Milton Glaser “The combination of words that most terrifies me is ‘targeted consumers.’ Poor darlings. In the old days when we started New York magazine, we would not permit a salesperson to enter the editorial part of the building…I suspect that that is no longer the case…What strikes me as being most significant is not so much the emergence of new platforms, new media, new technology as much as how does it affect the nature of the message itself that people are receiving and what are the consequences. Are these targeted consumers really benefiting in the deepest way from the content?”
Martha Stewart “We’ve been watching very carefully the destruction of church and state that exists between advertisers and edit. Increasingly we find that there’ a major breakdown… There is definitely a change going on. Is that because the consumer wants to see a product next to a page talking about that product. The Internet certainly does that constantly. We are dealing with it. We are taking very close notice of it and we want to not only serve our readers and our viewers and our Internet users in the best way possible, but we also want to make money and get advertisers to welcome our good content.”
Bob Garfield “There’s a big difference between relevance and corruption…you describe the magazine world as a kind of cathedral and I think historically it’s been more like a brothel…and now it’s becoming like Plato’s Retreat.”
Vivien Schiller “I think in this conversation that we are substantially underestimating the intelligence both of the audience to smell a rat, and the intelligence of the people who run [legitimate] news organizations…Integrity is the fundamental of the business model.”

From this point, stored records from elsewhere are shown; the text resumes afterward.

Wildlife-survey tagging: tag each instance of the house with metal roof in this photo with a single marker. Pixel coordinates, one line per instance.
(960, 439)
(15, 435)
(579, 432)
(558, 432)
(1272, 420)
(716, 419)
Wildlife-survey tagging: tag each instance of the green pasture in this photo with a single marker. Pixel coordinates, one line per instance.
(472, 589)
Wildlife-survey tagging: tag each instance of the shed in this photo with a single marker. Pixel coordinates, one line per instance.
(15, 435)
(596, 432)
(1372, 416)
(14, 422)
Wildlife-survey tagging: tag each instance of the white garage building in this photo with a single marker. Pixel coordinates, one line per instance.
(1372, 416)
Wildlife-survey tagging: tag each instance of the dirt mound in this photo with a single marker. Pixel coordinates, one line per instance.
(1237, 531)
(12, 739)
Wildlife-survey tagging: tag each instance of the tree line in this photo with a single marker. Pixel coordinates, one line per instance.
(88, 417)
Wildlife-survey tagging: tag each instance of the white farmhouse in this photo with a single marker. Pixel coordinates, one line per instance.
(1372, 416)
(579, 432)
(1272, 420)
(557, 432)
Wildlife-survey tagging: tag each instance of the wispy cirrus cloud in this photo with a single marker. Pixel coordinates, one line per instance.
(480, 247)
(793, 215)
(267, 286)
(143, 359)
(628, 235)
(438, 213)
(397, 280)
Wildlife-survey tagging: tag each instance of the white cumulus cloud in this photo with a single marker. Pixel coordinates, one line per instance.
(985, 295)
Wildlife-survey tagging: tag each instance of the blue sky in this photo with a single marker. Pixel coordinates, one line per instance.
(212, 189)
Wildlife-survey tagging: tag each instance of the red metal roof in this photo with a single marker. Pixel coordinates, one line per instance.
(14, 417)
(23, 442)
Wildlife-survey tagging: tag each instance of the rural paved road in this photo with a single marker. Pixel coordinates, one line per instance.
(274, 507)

Rob Norman “One of the marvelous things that has happened…with the rise of social media in particular is the ability for the bad and the rotten and the underperforming to be teased out and actually raise the standards of corporate behavior and raise the standard of product development and relevance. …the checks and balances of the democracy of the dissemination of information. is one of the things that my clients have discovered…is that social media helps their good news travel fast and helps their bad news travel much faster than that.”